Another development of the Roosevelt years was the beginning of the growth of a large bureaucracy. However, since Roosevelt had an improvised and very personal administrative style, and there was no rationalization by statute, his personal assistants were scattered throughout the government. Truman introduced a significant degree of order, albeit with a large increase in the size of the White House staff. Moreover, under Truman the policymaking process was institutionalized through the creation of agencies responsible to the president. The National Security Act of 1947 created the Department of Defense and established the National Security Council (NSC) to serve as a top-level forum for thrashing out policy alternatives for the president's decision. An important corollary of the NSC was that it was provided with a staff, thus potentially giving the president his own mini Department of State.

Truman's belief in orderly administrative methods included a belief in a strong cabinet. He once said: "I propose to get Cabinet officers I can depend on and have them run their affairs," and as a result his White House staff was singularly weak. Secretaries of State George Marshall and Dean Acheson were the principal architects of Truman's foreign policy, with Defense Secretary James Forrestal at times playing a significant role. But the star of the Truman White House, Clark Clifford, made a mark because of the confidence Truman placed in him. Clifford generally reinforced with the president the views of such activist department officers as Acheson, Forrestal, and Undersecretary of State Robert Lovett, with one notable exception. In May l948, Truman followed Clifford's advice to recognize the new State of Israel over the objections of George Marshall and the Department of State.

As principal speechwriter, Clifford drafted the address enunciating the Truman Doctrine. George F. Kennan, then counselor of the United States embassy in Moscow, is usually credited with originating the doctrine of containment in his famous "long telegram" from Moscow, later published in Foreign Affairs under the title "The Sources of Soviet Conduct." Truman read the message and was impressed, but then he asked Clifford to prepare a memorandum on United States–Soviet relations. After talks with Marshall, Acheson, Forrestal, Lovett, and others, Clifford presented to Truman in September 1946 a memorandum differing from Kennan's chiefly in its military emphasis. "The language of military power is the only language which disciples of power politics understand," Clifford wrote. "The United States must use that language in order that Soviet leaders will realize that our government is determined to uphold the interests of its citizens and the rights of small nations." Kennan had stressed political and economic measures to contain Soviet expansionism and in later years, notably in his Memoirs, repeatedly deplored the military interpretation placed on his thesis.

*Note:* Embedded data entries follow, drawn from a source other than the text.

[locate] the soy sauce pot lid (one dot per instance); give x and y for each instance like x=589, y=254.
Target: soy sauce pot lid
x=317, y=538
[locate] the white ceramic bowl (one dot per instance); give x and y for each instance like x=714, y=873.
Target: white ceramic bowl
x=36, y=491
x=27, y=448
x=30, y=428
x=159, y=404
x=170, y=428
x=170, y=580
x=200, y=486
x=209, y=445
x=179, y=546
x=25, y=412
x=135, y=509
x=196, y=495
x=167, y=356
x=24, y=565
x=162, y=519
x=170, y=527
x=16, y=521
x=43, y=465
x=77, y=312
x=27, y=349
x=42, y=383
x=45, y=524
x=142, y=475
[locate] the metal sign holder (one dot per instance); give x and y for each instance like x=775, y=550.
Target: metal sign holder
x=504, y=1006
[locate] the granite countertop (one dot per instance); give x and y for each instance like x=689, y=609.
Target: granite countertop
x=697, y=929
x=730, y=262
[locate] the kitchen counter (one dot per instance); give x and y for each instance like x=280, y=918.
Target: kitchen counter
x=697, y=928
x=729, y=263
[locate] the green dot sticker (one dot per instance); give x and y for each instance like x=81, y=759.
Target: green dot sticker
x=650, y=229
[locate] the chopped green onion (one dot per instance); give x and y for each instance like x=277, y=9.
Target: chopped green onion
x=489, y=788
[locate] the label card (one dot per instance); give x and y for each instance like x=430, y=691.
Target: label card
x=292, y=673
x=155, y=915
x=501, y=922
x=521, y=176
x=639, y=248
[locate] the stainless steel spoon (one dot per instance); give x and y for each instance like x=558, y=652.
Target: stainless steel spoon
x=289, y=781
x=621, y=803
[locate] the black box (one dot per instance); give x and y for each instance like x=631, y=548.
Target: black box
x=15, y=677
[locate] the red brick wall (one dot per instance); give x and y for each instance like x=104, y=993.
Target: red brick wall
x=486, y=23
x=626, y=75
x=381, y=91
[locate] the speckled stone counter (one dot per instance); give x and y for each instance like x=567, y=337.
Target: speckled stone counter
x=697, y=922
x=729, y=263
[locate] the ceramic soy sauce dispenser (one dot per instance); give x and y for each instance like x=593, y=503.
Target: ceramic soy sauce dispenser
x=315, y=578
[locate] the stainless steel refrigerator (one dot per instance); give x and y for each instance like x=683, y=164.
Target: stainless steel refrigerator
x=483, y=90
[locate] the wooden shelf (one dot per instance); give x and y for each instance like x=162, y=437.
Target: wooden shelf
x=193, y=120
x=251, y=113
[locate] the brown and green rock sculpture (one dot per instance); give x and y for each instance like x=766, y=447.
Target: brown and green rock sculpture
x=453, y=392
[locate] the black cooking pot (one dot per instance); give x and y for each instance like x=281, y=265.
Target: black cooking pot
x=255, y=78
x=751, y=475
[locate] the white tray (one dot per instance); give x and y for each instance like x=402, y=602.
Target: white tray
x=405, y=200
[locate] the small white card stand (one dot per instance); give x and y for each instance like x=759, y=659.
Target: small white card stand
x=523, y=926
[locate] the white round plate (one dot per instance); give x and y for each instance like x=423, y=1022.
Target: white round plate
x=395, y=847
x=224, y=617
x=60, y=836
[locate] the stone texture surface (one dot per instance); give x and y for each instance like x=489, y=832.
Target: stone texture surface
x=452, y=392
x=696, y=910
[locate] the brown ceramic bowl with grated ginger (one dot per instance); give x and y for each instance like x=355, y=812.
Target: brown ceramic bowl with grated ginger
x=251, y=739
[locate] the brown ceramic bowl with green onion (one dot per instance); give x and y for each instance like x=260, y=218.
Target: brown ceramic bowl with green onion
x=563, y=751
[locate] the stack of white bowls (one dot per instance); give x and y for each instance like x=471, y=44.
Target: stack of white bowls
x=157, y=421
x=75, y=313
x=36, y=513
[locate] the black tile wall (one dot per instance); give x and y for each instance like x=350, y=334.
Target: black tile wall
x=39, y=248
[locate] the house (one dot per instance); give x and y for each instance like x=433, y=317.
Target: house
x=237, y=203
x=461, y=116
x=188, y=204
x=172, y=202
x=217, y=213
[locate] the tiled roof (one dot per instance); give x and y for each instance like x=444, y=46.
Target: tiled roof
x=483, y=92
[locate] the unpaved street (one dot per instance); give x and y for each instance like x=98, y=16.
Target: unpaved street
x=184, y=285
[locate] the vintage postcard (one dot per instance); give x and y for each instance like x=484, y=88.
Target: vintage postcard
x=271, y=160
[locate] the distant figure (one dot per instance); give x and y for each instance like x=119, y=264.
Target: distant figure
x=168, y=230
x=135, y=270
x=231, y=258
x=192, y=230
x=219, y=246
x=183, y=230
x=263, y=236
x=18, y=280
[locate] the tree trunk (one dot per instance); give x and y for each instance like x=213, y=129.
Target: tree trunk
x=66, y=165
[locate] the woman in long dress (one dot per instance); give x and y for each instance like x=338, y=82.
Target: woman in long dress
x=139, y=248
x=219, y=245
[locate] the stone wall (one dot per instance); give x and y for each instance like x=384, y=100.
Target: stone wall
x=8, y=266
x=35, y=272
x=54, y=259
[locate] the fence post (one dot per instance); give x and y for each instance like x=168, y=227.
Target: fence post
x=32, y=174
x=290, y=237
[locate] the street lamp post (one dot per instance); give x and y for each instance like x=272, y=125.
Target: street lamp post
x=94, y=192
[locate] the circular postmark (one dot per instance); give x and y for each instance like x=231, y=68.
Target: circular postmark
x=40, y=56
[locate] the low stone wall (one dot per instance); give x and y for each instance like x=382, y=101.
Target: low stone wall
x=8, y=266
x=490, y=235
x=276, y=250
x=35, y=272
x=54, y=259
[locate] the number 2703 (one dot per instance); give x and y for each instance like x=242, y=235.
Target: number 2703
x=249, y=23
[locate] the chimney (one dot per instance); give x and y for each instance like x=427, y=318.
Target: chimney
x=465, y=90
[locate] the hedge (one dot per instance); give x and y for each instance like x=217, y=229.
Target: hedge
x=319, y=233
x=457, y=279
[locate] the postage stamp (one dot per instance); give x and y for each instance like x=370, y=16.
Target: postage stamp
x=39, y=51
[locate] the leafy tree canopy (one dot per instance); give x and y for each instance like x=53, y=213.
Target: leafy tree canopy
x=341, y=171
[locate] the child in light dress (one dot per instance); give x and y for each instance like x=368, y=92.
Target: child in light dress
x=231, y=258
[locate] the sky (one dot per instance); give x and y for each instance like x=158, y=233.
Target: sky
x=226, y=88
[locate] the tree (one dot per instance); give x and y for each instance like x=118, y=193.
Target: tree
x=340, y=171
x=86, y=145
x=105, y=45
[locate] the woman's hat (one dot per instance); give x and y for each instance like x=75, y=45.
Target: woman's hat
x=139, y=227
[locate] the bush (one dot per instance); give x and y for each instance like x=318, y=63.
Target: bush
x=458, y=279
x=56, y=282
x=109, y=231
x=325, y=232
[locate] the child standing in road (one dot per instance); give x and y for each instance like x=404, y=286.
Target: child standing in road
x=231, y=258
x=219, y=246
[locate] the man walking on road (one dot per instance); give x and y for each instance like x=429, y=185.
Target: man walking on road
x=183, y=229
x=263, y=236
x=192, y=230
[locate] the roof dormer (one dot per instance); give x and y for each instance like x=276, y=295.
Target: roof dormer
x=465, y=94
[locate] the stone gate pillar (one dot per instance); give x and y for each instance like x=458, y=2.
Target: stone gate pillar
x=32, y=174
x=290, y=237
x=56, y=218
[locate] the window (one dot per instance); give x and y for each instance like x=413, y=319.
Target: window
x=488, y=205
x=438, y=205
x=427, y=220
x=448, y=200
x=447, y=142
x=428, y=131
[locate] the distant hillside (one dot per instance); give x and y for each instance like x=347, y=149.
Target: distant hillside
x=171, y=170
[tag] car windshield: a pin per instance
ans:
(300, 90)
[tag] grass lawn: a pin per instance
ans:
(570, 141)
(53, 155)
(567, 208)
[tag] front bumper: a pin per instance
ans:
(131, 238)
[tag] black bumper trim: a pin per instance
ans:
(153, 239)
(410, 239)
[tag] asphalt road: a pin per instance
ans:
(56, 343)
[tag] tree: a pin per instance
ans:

Clifford resigned at the beginning of 1950 and later became a "distinguished outsider," advising Presidents John F. Kennedy and Lyndon B. Johnson, who in the last months of his presidency drafted him to be secretary of defense. Ironically, it was the man who had helped to militarize the American posture vis-Ă -vis the Soviet Union in 1946 who helped persuade President Johnson to end the bombing and seek a negotiated peace in Vietnam in 1968.